Ruben Zamora lost control of his Ford Explorer after a tread-tire separation, causing a rollover; because he was not wearing his seatbelt, he was ejected from the vehicle and suffered brain injuries. (His four passengers suffered only minor injuries.) This is, a LaSalle County, Texas state court jury decided, 65% the fault of Ford, putting them on the hook for $6.5 million in damages. Ford denies responsibility and will appeal. (Margaret Cronin Fisk, “Ford Loses $6.5 Million Verdict in Explorer Rollover”, Bloomberg, Feb. 4; “Auto news headlines,” Detroit Free Press, Feb. 5; Nick Sullivan, “Brain-Injured Man Awarded $6.5M in Texas Rollover Case”, Andrews Publications, Feb. 11). Until a 2003 tort reform, Ford would not even have been allowed to introduce evidence that Zamora was not wearing his seat belt.

Trial lawyer John O’Quinn again defends his right to arbitrate

While trial lawyers attempt to abolish every-day businesspeople’s right to arbitrate, they continue to use arbitration with their own clients. The Texas Supreme Court, in a December 14 opinion, recently defended John O’Quinn’s right to arbitrate with his clients; the Wolfgang Demino blog has details. (Other clients have had more success against O’Quinn in arbitration.) Note that the Arbitration Fairness Act, the trial bar’s effort to deprive consumers of the choice of predispute arbitration clauses, doesn’t apply to attorney-client relationships. Earlier.

When Clinton and Obama agreed

Before they officially became presidential candidates, the Illinois and New York senators co-authored an article in the May 25, 2006 issue of the New England Journal of Medicine, entitled “Making Patient Safety the Centerpiece of Medical Liability Reform.” (See: http://content.nejm.org/cgi/content/full/354/21/2205)

They sympathized with physicians over escalating insurance costs and condemned the current tort system for creating an “intimidating liability environment.” Still, Clinton and Obama said, it’s more important to focus on how to improve patient safety than “areas of intense disagreement,” such as caps on financial awards to patients.

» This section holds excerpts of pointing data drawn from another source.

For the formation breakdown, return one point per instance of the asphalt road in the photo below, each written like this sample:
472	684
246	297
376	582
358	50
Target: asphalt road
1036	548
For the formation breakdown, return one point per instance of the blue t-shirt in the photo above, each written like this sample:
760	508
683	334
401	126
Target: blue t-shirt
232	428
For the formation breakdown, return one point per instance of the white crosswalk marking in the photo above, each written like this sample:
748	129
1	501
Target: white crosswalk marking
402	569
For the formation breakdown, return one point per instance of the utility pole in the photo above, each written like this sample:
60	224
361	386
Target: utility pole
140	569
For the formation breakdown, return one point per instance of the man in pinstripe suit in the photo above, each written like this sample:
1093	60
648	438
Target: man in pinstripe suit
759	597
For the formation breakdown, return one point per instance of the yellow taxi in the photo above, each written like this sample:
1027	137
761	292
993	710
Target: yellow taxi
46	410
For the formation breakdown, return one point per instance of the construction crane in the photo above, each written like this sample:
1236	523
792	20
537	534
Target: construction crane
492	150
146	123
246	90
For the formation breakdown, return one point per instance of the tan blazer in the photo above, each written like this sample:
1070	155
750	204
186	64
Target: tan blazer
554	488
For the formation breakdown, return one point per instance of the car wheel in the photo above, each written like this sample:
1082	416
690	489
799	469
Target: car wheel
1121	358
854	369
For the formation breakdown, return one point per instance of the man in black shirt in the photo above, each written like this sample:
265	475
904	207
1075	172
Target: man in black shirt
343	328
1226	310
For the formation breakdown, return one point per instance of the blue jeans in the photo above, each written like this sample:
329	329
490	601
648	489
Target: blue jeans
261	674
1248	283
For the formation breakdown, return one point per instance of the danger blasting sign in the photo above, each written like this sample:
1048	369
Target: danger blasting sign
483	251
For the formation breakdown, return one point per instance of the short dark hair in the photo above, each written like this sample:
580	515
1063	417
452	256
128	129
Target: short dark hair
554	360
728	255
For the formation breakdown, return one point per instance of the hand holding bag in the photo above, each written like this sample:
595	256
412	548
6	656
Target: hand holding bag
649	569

They introduced legislation, which died in committee in 2006, to provide money and assistance to physicians, hospitals, insurers, and health care systems to start programs for disclosure of medical errors and compensation to patients. The bill would have created an office of patient safety and health care quality to establish a database to track incidents of malpractice and fund research into guidelines to prevent future injuries.

“Physicians would be given certain protections from liability … in order to promote a safe environment for disclosure. … This legislation would provide doctors and patients with an opportunity to find solutions outside the courtroom. In return, [hospitals, insurers, and others] would be required to use savings achieved by reducing legal defense costs to reduce liability insurance premiums and to foster patient-safety initiatives.”

(Mark Crane, MedPageToday, Jan. 7). More: see Ted’s December post at PoL.